Sunday, September 09, 2007

Allan Rohan Crite dies

Boston painter Allan Rohan Crite, “the dean of African-American artists in New England and a revered figure in the South End for many decades,” died Thursday at age 97, according to Mark Feeney in the Globe.

Crite grew up around Boston and his works often reflected the life of the city. He had written:
As a visual artist, I am in the communication business, as are all the disciplines of the arts: the performing arts in music and drama, the written arts from poems, sagas, news items, and all the broadcast media, from talking drums to electronic networks. As a visual artist, I am part of that tradition, a storyteller of the drama of man. This is my small contribution – to tell the African American experience – in a local sense, of the neighborhood, and, in a larger sense, of its part in the total human experience.
Crite’s health had been deteriorating, the South End News reported in May, “caused in part by a major heart attack and two strokes over the past four years.”

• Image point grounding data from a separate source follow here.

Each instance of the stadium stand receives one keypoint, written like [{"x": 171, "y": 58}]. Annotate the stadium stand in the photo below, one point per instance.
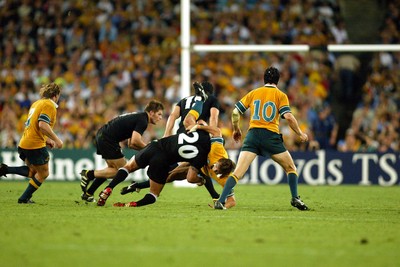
[{"x": 112, "y": 56}]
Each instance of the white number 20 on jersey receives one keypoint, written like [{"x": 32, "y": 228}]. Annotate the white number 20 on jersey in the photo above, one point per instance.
[{"x": 187, "y": 151}]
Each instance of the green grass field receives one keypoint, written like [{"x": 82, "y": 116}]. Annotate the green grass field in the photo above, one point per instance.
[{"x": 346, "y": 226}]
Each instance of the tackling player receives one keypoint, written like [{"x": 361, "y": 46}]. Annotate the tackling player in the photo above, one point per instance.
[{"x": 129, "y": 126}]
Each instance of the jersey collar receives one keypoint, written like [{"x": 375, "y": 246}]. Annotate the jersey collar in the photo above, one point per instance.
[{"x": 55, "y": 104}]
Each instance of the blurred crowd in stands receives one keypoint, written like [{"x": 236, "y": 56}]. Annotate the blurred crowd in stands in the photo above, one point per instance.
[{"x": 112, "y": 57}]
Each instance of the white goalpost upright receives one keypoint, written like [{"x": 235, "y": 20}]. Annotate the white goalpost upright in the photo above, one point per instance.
[{"x": 187, "y": 48}]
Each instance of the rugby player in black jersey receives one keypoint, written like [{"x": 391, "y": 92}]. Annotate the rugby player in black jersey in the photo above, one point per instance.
[
  {"x": 159, "y": 155},
  {"x": 129, "y": 126}
]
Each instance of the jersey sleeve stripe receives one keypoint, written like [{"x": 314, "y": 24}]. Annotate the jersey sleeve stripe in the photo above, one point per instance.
[
  {"x": 239, "y": 105},
  {"x": 284, "y": 109},
  {"x": 44, "y": 117},
  {"x": 217, "y": 140}
]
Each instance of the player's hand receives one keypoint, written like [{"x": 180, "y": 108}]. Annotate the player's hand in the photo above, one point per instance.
[
  {"x": 303, "y": 137},
  {"x": 194, "y": 128},
  {"x": 237, "y": 135},
  {"x": 50, "y": 143},
  {"x": 59, "y": 143}
]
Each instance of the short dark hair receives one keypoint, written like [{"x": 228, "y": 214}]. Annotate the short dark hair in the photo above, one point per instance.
[
  {"x": 208, "y": 87},
  {"x": 226, "y": 166},
  {"x": 271, "y": 75},
  {"x": 50, "y": 90},
  {"x": 154, "y": 105}
]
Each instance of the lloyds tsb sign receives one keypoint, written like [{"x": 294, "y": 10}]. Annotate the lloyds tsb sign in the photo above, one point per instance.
[{"x": 314, "y": 168}]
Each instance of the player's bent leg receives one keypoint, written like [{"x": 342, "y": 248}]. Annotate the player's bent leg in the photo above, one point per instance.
[{"x": 230, "y": 202}]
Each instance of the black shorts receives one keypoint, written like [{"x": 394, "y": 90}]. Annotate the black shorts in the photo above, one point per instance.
[
  {"x": 263, "y": 142},
  {"x": 156, "y": 159},
  {"x": 106, "y": 147},
  {"x": 39, "y": 156}
]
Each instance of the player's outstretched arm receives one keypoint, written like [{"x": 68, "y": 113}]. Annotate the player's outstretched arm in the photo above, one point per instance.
[
  {"x": 213, "y": 130},
  {"x": 295, "y": 126}
]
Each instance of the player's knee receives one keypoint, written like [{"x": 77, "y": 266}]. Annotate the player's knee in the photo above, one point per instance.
[{"x": 230, "y": 202}]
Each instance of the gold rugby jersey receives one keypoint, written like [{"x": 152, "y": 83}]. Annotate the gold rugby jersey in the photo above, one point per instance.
[
  {"x": 41, "y": 110},
  {"x": 266, "y": 104},
  {"x": 217, "y": 151}
]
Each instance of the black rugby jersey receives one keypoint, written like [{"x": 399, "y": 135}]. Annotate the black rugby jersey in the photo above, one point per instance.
[
  {"x": 189, "y": 147},
  {"x": 187, "y": 103},
  {"x": 120, "y": 128}
]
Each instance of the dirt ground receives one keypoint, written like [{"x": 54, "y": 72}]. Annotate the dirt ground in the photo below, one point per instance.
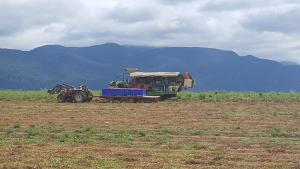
[{"x": 150, "y": 135}]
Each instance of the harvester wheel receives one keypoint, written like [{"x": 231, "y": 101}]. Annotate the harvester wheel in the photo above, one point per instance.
[
  {"x": 79, "y": 97},
  {"x": 61, "y": 98}
]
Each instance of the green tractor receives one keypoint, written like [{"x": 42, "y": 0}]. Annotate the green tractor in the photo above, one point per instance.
[{"x": 163, "y": 84}]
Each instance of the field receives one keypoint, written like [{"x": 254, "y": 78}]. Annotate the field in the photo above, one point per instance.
[{"x": 207, "y": 130}]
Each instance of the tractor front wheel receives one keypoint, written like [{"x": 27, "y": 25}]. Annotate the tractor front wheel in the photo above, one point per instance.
[
  {"x": 61, "y": 98},
  {"x": 79, "y": 97}
]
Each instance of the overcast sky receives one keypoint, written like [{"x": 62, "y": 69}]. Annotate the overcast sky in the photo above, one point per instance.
[{"x": 267, "y": 29}]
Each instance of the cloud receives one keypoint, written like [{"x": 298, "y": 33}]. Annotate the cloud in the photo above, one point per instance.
[
  {"x": 267, "y": 29},
  {"x": 284, "y": 22}
]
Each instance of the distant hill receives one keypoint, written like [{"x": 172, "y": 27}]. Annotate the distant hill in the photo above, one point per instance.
[{"x": 96, "y": 66}]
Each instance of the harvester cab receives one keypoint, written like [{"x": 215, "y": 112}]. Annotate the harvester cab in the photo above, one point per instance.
[{"x": 163, "y": 84}]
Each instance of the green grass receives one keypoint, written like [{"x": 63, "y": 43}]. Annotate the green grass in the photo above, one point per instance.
[
  {"x": 239, "y": 96},
  {"x": 184, "y": 96}
]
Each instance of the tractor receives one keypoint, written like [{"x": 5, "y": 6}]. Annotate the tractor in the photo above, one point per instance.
[{"x": 68, "y": 93}]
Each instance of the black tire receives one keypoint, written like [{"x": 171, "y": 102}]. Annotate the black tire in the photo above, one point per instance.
[
  {"x": 61, "y": 98},
  {"x": 79, "y": 97},
  {"x": 89, "y": 96}
]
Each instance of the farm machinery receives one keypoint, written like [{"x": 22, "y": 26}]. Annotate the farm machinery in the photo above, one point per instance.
[
  {"x": 135, "y": 86},
  {"x": 141, "y": 86},
  {"x": 68, "y": 93}
]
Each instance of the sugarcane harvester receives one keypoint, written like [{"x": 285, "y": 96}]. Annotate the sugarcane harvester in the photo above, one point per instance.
[
  {"x": 142, "y": 86},
  {"x": 68, "y": 93}
]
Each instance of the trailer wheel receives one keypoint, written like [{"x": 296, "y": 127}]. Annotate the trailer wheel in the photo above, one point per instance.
[
  {"x": 79, "y": 97},
  {"x": 61, "y": 98}
]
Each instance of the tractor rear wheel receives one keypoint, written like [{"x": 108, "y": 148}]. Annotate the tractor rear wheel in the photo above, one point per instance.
[
  {"x": 61, "y": 98},
  {"x": 79, "y": 97}
]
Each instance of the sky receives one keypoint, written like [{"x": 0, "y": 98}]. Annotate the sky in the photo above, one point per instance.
[{"x": 267, "y": 29}]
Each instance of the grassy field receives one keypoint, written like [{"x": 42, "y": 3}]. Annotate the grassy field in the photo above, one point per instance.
[
  {"x": 185, "y": 96},
  {"x": 206, "y": 130}
]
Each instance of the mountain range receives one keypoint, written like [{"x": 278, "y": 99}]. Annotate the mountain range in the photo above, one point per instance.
[{"x": 96, "y": 66}]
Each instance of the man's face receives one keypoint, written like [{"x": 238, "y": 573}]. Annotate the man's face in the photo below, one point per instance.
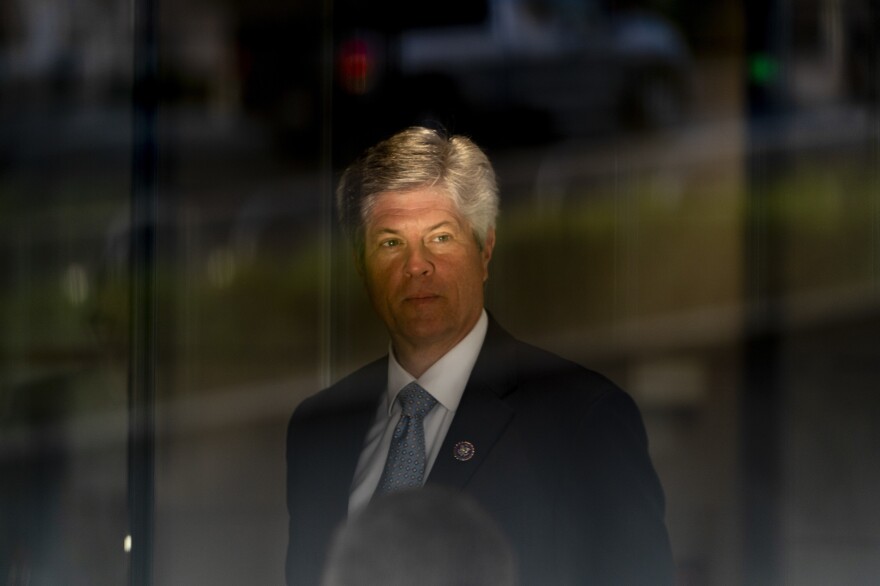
[{"x": 423, "y": 268}]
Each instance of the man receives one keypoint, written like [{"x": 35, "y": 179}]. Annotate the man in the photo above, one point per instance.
[
  {"x": 554, "y": 453},
  {"x": 438, "y": 536}
]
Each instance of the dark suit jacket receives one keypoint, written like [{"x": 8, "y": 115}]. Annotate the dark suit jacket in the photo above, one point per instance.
[{"x": 561, "y": 464}]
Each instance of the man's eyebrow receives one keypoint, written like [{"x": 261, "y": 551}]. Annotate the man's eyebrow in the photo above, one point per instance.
[
  {"x": 441, "y": 225},
  {"x": 392, "y": 231}
]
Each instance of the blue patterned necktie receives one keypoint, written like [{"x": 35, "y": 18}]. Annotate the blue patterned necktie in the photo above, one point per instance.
[{"x": 405, "y": 467}]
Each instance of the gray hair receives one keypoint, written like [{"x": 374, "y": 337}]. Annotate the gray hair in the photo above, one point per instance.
[{"x": 416, "y": 158}]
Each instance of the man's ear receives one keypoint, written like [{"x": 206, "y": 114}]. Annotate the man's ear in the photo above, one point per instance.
[
  {"x": 486, "y": 252},
  {"x": 357, "y": 257}
]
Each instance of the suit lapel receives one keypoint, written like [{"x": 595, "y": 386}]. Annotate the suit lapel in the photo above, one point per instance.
[{"x": 482, "y": 415}]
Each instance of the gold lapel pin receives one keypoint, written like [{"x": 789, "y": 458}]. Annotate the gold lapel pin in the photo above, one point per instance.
[{"x": 463, "y": 451}]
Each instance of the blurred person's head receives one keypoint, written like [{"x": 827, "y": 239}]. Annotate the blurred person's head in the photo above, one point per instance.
[
  {"x": 429, "y": 536},
  {"x": 418, "y": 158}
]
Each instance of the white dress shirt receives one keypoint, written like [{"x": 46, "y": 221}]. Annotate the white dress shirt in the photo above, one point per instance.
[{"x": 445, "y": 380}]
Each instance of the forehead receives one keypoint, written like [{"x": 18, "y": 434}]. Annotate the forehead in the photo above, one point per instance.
[{"x": 412, "y": 204}]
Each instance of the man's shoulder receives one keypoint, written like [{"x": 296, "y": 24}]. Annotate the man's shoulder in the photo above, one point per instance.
[
  {"x": 534, "y": 367},
  {"x": 541, "y": 369},
  {"x": 361, "y": 387}
]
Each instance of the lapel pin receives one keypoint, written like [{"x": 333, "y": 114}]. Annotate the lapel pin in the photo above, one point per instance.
[{"x": 463, "y": 451}]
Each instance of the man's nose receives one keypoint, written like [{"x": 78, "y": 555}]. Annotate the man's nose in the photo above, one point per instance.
[{"x": 419, "y": 261}]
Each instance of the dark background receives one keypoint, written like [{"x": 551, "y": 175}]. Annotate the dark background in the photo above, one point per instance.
[{"x": 690, "y": 204}]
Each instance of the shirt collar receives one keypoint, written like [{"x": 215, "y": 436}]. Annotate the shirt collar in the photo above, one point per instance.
[{"x": 446, "y": 378}]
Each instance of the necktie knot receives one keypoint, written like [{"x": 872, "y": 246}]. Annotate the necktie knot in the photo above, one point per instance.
[
  {"x": 405, "y": 466},
  {"x": 415, "y": 401}
]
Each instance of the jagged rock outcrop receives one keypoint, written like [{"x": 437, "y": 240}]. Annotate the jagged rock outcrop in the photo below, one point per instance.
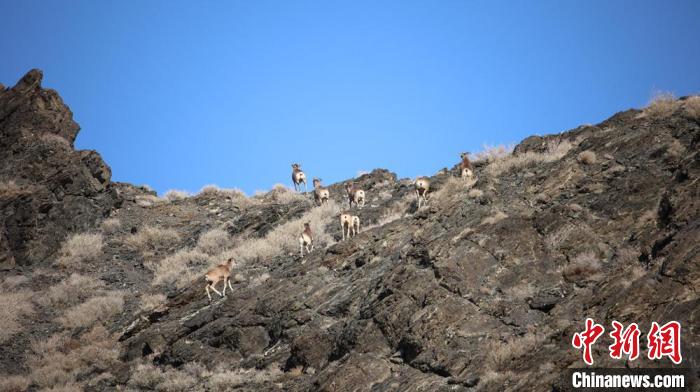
[
  {"x": 48, "y": 188},
  {"x": 481, "y": 290}
]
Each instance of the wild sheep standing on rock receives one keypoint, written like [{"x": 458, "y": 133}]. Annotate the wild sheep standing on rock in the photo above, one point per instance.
[
  {"x": 298, "y": 177},
  {"x": 348, "y": 223},
  {"x": 306, "y": 239},
  {"x": 355, "y": 195},
  {"x": 422, "y": 187},
  {"x": 465, "y": 166},
  {"x": 217, "y": 274},
  {"x": 321, "y": 195}
]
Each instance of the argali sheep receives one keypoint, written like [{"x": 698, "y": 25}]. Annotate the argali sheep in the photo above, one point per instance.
[
  {"x": 306, "y": 239},
  {"x": 355, "y": 195},
  {"x": 321, "y": 195},
  {"x": 298, "y": 177},
  {"x": 422, "y": 187},
  {"x": 350, "y": 224},
  {"x": 465, "y": 167},
  {"x": 221, "y": 272}
]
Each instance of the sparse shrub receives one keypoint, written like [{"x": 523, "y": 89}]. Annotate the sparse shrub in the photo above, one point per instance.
[
  {"x": 475, "y": 193},
  {"x": 94, "y": 309},
  {"x": 71, "y": 291},
  {"x": 151, "y": 302},
  {"x": 214, "y": 241},
  {"x": 10, "y": 190},
  {"x": 496, "y": 217},
  {"x": 174, "y": 195},
  {"x": 452, "y": 189},
  {"x": 111, "y": 225},
  {"x": 663, "y": 104},
  {"x": 58, "y": 361},
  {"x": 14, "y": 383},
  {"x": 691, "y": 107},
  {"x": 492, "y": 153},
  {"x": 555, "y": 151},
  {"x": 584, "y": 267},
  {"x": 284, "y": 237},
  {"x": 148, "y": 200},
  {"x": 151, "y": 239},
  {"x": 227, "y": 379},
  {"x": 14, "y": 308},
  {"x": 179, "y": 268},
  {"x": 587, "y": 157},
  {"x": 79, "y": 249}
]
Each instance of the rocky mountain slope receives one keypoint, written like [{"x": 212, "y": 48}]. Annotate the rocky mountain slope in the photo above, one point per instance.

This spring his 1945 painting “The News” was included in the Boston Athenaeum’s bicentennial exhibition “Acquired Tastes.” (The Athenaeum is one of the best places locally to see his work, besides the Allan Rohan Crite Research Institute and Museum in his former Columbus Avenue home. The MFA apparently acquired its first painting by Crite this year, though it owns 33 of his drawings.) Crite depicts four African-American men gathered on a Boston street corner, one of them in his Army dress uniform, reading newspapers. You have to look closely at the headlines to find Crite’s subject: “President Roosevelt is Dead. Truman Sworn In.” World War II isn’t quite done. The president has died. Everything is in transition. And then you notice the sadness, the quietness, the loneliness in the men’s expressions.

Feeney reports that Crite’s funeral will be at 11 a.m. Saturday, Sept. 15 , at Trinity Church in Copley Square.